CHAGE and ASKAの名曲「SAY YES」や「YAH YAH YAH」の編曲でも有名な十川ともじは、1998年のChageソロデビューシングル「トウキョータワー」の編曲も担当した。
同年のChageソロデビューアルバム『2nd』でも、十川はラストを飾る「僕が見つけた気持ちのいい場所」を編曲していて、現在でも「トウキョータワー」とともにChageの代表曲として人気が高い。
Chageと十川のコンビは、名曲製造の黄金コンビといっても過言ではない。

1曲目に収録となった「幸せの不条理」は、2023/7/30の先行配信シングル発売の段階で大きな反響があった名曲だ。
私が十川ともじのイメージとして持っていた、キーボード・ピアノ・ポップスといったイメージを大きく覆してきた。

ロックなギターリフを前面に押し出したアレンジ。近年の楽曲の中でもトップを争う名ギターリフだと感じたほど。
まるで不条理を音にしたかのようなギターリフだ。

そこに、熱く不穏で艶のあるChageの美メロと歌声。そして、道ならぬ恋を連想させる詞。
今の幸せを感じ合えば感じ合うほど、墜ちて行き、その果てに待っている結末は、もはや考えたくもないほど暗い。

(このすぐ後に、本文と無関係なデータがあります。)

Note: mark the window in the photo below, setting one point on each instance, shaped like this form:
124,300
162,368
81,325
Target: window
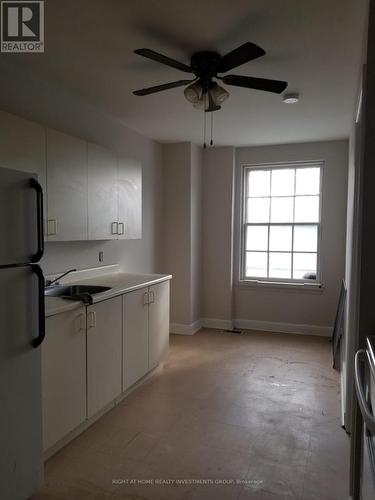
281,223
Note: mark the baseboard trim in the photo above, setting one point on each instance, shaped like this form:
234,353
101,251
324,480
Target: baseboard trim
183,329
270,326
250,324
218,324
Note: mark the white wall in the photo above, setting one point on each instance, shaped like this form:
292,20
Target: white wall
217,239
52,106
182,232
315,309
177,235
196,231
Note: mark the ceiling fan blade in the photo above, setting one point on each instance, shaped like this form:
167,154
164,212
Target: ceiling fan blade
164,86
250,82
155,56
246,52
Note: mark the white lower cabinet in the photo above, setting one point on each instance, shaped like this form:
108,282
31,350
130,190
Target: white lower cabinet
145,331
94,353
158,334
63,375
104,358
135,332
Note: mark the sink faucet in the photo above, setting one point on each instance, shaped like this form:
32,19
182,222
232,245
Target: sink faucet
56,280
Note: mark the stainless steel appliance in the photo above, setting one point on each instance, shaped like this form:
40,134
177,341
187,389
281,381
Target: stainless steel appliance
21,333
365,392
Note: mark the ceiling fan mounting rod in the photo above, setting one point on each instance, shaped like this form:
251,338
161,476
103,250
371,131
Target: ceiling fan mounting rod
205,64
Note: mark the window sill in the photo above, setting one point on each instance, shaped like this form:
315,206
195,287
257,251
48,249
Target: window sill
292,287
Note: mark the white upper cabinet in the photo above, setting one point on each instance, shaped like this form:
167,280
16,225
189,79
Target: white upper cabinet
66,187
23,146
89,192
102,193
129,199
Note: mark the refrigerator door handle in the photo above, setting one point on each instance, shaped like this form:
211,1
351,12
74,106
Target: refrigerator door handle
41,312
39,198
368,417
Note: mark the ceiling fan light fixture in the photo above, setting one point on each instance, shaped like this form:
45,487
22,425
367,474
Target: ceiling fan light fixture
193,92
202,102
290,98
218,94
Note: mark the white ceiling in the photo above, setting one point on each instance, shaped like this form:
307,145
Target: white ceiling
313,44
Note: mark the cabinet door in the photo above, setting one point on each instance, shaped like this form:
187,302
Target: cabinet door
102,193
130,199
135,345
66,187
23,146
158,335
104,353
63,375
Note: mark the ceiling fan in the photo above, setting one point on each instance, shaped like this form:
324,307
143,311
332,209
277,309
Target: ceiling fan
203,91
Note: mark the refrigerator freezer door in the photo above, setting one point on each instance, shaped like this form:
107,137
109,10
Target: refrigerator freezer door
21,465
21,218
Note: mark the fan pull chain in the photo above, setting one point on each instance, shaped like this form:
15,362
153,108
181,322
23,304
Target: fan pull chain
204,128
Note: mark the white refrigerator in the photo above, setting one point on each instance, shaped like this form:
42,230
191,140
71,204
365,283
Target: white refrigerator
22,330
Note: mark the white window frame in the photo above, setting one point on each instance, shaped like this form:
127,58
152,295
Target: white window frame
244,189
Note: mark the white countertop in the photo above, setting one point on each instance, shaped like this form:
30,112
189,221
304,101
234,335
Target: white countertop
120,283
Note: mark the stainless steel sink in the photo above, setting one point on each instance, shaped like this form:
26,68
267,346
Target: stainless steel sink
77,292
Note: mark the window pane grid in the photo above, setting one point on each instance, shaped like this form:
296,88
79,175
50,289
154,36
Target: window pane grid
283,259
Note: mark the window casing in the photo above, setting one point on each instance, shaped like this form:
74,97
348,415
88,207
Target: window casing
281,223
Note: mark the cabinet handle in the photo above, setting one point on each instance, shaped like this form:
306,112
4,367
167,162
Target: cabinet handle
54,230
40,222
92,319
83,321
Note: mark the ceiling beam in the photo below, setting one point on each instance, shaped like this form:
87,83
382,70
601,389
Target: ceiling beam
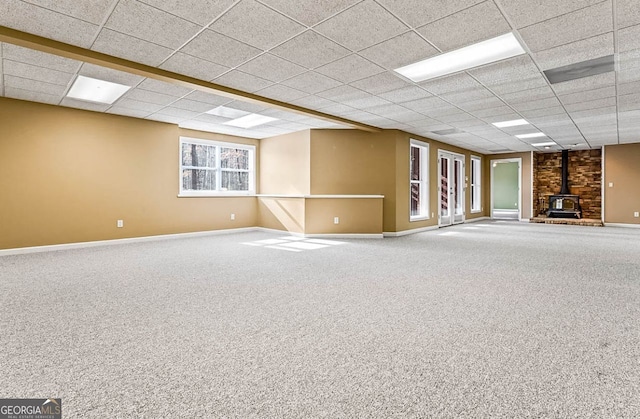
51,46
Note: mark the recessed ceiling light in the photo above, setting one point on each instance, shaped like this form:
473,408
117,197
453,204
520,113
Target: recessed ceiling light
548,143
485,52
227,112
513,123
94,90
532,135
250,120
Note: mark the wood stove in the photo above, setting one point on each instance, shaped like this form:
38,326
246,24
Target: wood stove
564,205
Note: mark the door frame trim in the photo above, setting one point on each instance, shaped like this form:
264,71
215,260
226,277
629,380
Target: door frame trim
509,160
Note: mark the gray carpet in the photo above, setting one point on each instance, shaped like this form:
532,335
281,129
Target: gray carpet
494,319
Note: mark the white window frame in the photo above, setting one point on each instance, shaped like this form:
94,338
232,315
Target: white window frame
218,168
476,163
423,182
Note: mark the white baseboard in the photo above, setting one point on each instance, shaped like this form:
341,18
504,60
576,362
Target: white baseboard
80,245
407,232
622,225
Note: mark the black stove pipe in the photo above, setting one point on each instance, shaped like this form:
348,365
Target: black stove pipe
565,173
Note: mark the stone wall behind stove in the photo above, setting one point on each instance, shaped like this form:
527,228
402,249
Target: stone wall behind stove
585,179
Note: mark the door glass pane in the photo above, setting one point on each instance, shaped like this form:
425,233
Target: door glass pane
415,163
415,199
444,186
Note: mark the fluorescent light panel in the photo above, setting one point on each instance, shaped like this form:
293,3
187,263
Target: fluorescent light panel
532,135
485,52
226,112
94,90
513,123
250,120
548,143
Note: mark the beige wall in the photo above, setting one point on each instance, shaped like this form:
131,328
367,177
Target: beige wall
355,216
622,167
525,191
351,162
285,162
67,175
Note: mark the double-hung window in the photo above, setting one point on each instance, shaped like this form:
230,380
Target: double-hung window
476,179
209,168
419,180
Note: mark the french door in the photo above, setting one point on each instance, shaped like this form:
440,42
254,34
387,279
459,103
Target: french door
451,188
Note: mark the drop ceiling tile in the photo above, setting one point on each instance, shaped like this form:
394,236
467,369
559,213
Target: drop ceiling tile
468,95
177,113
628,13
29,18
353,28
425,105
28,71
34,85
138,105
342,93
242,81
310,49
209,98
40,59
310,12
465,28
538,93
586,83
80,104
107,74
94,11
271,68
536,104
416,14
165,118
130,48
380,83
575,52
405,94
366,101
537,113
192,105
257,25
32,96
149,97
456,83
311,82
134,113
201,12
314,102
628,102
349,69
565,29
142,21
407,48
525,13
591,104
164,88
195,67
282,93
220,49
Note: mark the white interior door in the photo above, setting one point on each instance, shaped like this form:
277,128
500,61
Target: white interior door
451,188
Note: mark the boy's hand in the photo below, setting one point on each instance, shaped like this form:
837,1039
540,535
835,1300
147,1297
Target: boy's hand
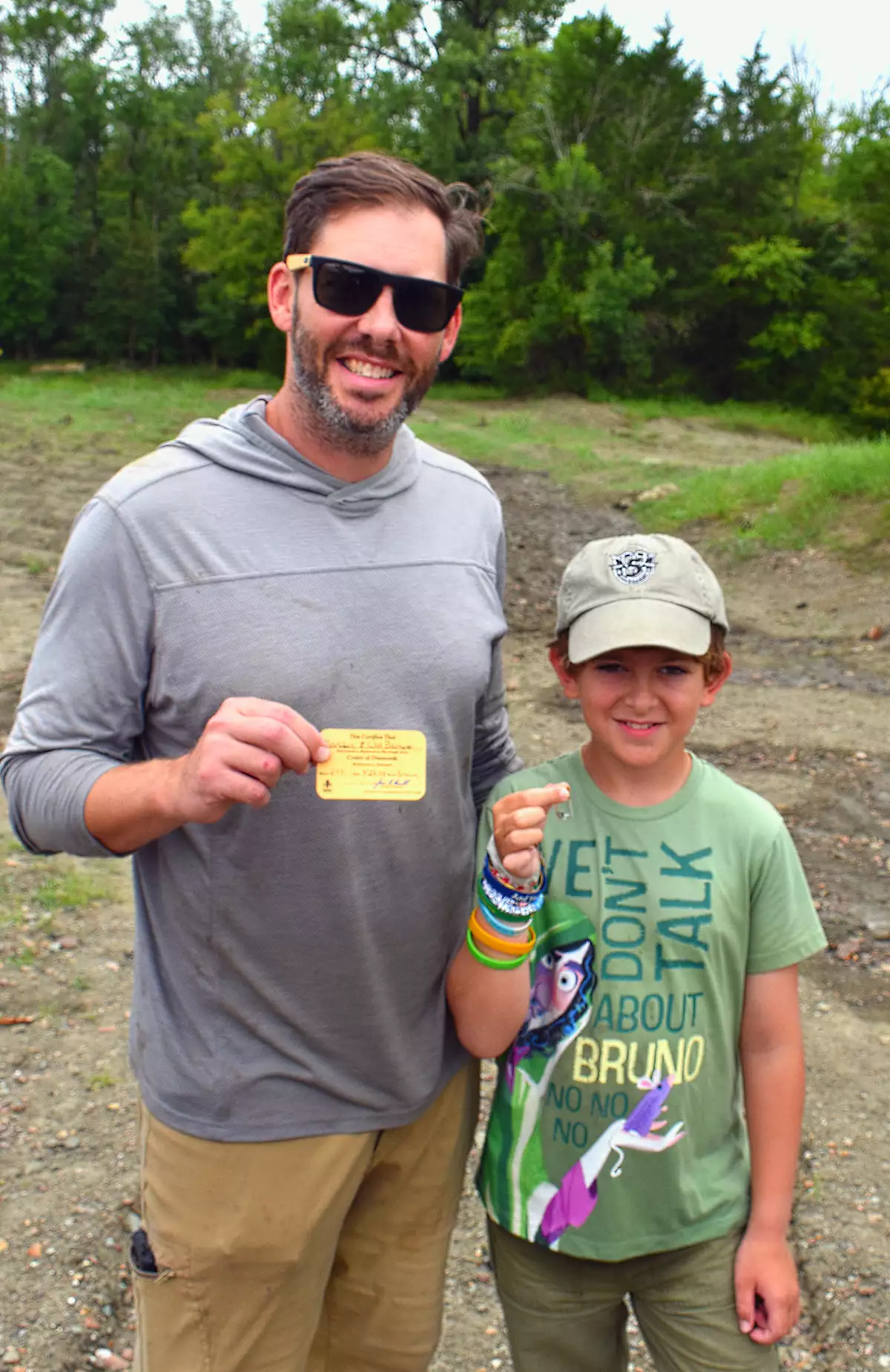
767,1293
518,826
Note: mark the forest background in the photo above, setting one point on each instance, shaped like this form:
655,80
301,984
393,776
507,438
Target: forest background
646,232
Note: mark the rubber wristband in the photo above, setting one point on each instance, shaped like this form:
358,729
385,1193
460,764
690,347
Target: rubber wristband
491,940
492,962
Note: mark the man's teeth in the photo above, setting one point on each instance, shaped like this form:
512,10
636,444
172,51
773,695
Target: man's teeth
379,374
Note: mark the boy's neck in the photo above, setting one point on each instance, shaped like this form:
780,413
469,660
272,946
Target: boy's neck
636,788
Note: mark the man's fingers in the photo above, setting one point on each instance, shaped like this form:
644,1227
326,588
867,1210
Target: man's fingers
298,747
274,711
745,1304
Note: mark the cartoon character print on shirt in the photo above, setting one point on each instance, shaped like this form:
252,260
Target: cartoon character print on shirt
558,1010
560,1003
552,1210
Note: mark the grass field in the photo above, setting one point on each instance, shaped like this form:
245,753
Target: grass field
754,475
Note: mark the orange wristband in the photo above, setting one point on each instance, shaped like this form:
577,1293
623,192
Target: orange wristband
489,939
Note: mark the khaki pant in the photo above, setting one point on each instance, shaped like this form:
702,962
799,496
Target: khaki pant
320,1254
568,1315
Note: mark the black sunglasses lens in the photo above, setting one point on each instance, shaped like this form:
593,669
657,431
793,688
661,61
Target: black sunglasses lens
346,288
424,306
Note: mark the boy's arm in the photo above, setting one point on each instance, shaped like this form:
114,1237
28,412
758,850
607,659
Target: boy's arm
771,1052
489,1007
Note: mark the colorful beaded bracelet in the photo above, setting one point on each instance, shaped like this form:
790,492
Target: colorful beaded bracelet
507,887
507,906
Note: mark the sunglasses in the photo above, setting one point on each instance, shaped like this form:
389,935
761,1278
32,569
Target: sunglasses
352,288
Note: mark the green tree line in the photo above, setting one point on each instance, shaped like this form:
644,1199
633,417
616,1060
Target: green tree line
645,231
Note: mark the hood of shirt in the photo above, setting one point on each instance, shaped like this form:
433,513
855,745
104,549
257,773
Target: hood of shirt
242,441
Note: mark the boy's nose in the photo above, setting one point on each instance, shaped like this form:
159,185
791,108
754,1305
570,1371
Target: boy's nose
639,692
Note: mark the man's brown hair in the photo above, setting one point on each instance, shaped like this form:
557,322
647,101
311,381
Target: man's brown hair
363,179
712,660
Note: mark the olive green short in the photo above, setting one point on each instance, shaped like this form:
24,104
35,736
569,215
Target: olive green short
570,1315
323,1254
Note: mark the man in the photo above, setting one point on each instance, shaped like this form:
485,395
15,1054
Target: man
300,563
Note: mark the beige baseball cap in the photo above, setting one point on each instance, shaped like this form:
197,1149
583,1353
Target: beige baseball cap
641,590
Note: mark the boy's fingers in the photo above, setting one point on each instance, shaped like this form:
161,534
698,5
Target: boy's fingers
541,796
745,1304
518,840
531,817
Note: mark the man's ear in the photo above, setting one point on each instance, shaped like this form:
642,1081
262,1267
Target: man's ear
716,684
280,288
567,679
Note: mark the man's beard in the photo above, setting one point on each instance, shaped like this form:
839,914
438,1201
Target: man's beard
334,426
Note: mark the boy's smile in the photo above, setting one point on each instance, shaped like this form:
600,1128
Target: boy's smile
641,705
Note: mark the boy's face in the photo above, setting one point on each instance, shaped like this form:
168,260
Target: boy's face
641,703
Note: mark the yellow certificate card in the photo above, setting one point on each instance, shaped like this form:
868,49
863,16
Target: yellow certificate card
373,765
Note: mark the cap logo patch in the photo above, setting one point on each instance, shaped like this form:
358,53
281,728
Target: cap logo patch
633,567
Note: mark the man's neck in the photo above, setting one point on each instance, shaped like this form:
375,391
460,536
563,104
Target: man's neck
347,466
636,786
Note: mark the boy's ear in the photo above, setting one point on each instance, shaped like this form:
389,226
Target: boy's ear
715,684
567,679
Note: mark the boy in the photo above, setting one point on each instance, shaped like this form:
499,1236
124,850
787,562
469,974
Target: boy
646,1121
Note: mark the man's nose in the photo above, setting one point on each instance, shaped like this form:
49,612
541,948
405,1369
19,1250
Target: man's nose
380,319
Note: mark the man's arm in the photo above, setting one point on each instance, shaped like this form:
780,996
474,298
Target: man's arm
240,756
771,1052
69,770
494,753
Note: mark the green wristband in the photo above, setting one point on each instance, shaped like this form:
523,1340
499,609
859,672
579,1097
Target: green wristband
492,962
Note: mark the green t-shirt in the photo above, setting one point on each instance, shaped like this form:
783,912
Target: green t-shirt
616,1125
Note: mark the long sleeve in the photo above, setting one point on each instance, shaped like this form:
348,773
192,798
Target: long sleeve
494,752
82,703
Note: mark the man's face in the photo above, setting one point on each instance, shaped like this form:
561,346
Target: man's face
357,379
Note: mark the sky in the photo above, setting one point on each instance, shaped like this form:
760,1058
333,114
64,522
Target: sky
849,48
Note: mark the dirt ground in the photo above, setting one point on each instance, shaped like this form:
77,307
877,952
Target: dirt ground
805,722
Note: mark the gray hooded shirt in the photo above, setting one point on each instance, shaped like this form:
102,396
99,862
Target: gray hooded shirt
289,962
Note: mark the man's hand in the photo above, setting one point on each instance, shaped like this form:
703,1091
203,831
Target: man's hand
518,826
767,1293
240,758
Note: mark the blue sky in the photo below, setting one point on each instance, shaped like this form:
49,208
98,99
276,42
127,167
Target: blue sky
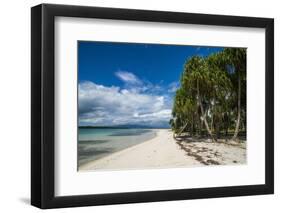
129,83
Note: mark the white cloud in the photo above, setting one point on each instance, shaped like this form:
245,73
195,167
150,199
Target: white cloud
101,105
173,87
128,77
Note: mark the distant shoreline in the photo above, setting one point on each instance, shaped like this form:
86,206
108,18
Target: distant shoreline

Aメロ、Bメロでは自らの感情を吐露し、一気に高揚するサビは、第三者的な遠景からふたりの姿を映し出す。
そして、サビの最後では、再び嘆くような吐露。
素晴らしい構成である。

2曲目は、新曲の「笑顔見せて」。
底抜けに明るいメロディーと詞、アレンジで統一されたポップな作品だ。Chageは、アルバムにライブで盛り上がる曲を入れてくることが多く、この曲はまさにライブの最高潮で披露するにうってつけの楽曲だ。
よく「動のChage」「静のChage」と言われるが、この曲は「陽のChage」と言えよう。
愛する人を喜ばせたいという想いがシンプルに伝わってくる。

3曲目は、2023/8/15に先行配信シングルとして発表になったアルバムタイトル曲「青い空だけじゃない」のアルバムバージョン。シングルバージョンに比べ、豪華なスキャットと演奏を加えたアウトロが入っており、聴きごたえがある。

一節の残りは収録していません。